Linking IBES with FactSet

This document illustrates how to connect IBES and FactSet data

Identifiers within IBES

IBES carries both CUSIP and SEDOL identifiers. Please refer to the Linking IBES to other Refinitiv databases documentation for a detailed discussion on understanding the IBES variable CUSIP, and how to parse out SEDOL information from this field.

Top of Section

Identifiers within FactSet

FactSet is a broad database that carries many different data components, and hence it maintains several different identifiers.

At the security level, there are two main identifier systems:

  • current FSYM_ID, and
  • legacy FS_PERM_SEC_ID

For a more detailed discussion on various identifiers within the FactSet system, please refer to the FactSet CRSP Linking Overview documentation.

Top of Section

Connecting with FactSet

Before diving into the actual reference code, we would like to first outline the flow on how to link IBES data with the FactSet, as it will make the next section's programs easier to follow.

To connect the universe of IBES companies with FactSet data, researchers should use CUSIP as linking key for US companies, and SEDOL for international firms.

On the FactSet front:

  • For the legacy identifier FS_PERM_SEC_ID, users can look up its corresponding historical
    • CUSIP using table h_security_cusip_id
    • SEDOL using table h_security_sedol_id
  • For the current identifier FSYM_ID, users can look up its corresponding header
    • CUSIP using table sym_cusip
    • SEDOL using sym_sedol

Here we would like to emphasize that linking through the current identifier, FSYM_ID, yields only the current/header CUSIP and SEDOL matching.

Lastly, as some researchers might want to compare linked entity pairs using company names as sanity check, we will also extract FactSet's company names, proper_name, from the following locations:

  • legacy FS_PERM_SEC_ID:
    • table h_security_cusip for linking company names via historical CUSIP
    • table h_security_sedol for linking company names via historical SEDOL
  • current FSYM_ID:
    • table sym_coverage for linking company names via header CUSIP or SEDOL

Top of Section

Reference SAS Code

This section a sample SAS code illustrating the logic of linking IBES identifiers with FactSet IDs following the same linking logic as outlined above. We strongly encourage users read through the code to make sure the linking logic is clear. The sample code is meant for illustration purpose only, and users should adapt the code to suite their specific research design.

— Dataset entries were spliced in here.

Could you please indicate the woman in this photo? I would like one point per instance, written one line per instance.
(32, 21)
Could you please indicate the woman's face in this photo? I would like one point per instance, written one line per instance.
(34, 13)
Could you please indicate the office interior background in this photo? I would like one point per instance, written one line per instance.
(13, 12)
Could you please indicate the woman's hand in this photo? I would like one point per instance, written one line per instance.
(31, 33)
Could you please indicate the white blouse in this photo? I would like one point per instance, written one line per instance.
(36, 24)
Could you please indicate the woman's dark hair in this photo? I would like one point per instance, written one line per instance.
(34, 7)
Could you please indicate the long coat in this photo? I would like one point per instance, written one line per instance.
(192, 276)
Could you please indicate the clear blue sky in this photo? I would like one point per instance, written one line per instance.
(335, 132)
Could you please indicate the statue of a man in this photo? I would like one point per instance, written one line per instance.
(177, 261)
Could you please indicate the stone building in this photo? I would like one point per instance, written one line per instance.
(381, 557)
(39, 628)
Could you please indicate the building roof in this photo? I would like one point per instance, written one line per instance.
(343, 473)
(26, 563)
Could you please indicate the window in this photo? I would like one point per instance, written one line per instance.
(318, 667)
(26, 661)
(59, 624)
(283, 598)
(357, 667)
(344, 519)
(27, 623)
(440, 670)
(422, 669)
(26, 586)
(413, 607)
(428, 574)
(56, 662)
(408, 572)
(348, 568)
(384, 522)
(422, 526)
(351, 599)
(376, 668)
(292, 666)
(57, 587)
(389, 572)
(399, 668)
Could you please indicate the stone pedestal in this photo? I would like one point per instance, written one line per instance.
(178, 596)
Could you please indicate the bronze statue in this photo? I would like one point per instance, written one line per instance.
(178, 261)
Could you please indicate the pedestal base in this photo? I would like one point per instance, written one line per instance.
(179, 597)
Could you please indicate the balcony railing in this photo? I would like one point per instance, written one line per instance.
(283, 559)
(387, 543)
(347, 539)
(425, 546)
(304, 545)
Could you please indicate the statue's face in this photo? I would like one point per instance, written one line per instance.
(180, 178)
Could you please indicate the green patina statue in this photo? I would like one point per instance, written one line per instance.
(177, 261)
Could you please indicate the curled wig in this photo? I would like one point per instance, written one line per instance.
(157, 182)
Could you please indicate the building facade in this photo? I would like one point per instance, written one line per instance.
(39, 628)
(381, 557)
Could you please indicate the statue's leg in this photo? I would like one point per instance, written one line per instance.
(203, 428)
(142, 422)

Please make sure to select "SAS" in the kernel list when trying to run the code in Jupyter Notebook environment.

Jupyter Notebook: ResearchApps/LinkIBESFactSet.ipynb Download

Top of Section

Reference Python Code

The Python code below performs the same task as the SAS code listed above. Again, the code is meant for illustration purpose only, and researchers should adapt the code to suite their specific research design.

Jupyter Notebook: ResearchApps/ibes_factset.ipynb Download

Top of Section

Discussion of Linking Outcome

Here we briefly discuss the linking outcome using the above sample code. For brevity, we will focus on the linking outcome when using the Python code.

Using the historical CUSIP/SEDOL matching approach to link IBES ID with FactSet's FS_PERM_SEC_ID, as outlined in Part 1 of the sample code above, we are able to link 74,882 out of the 82,995 unique IBES TICKER with a FS_PERM_SEC_ID, roughly 90% linking rate, using the data available as of Q3 2022.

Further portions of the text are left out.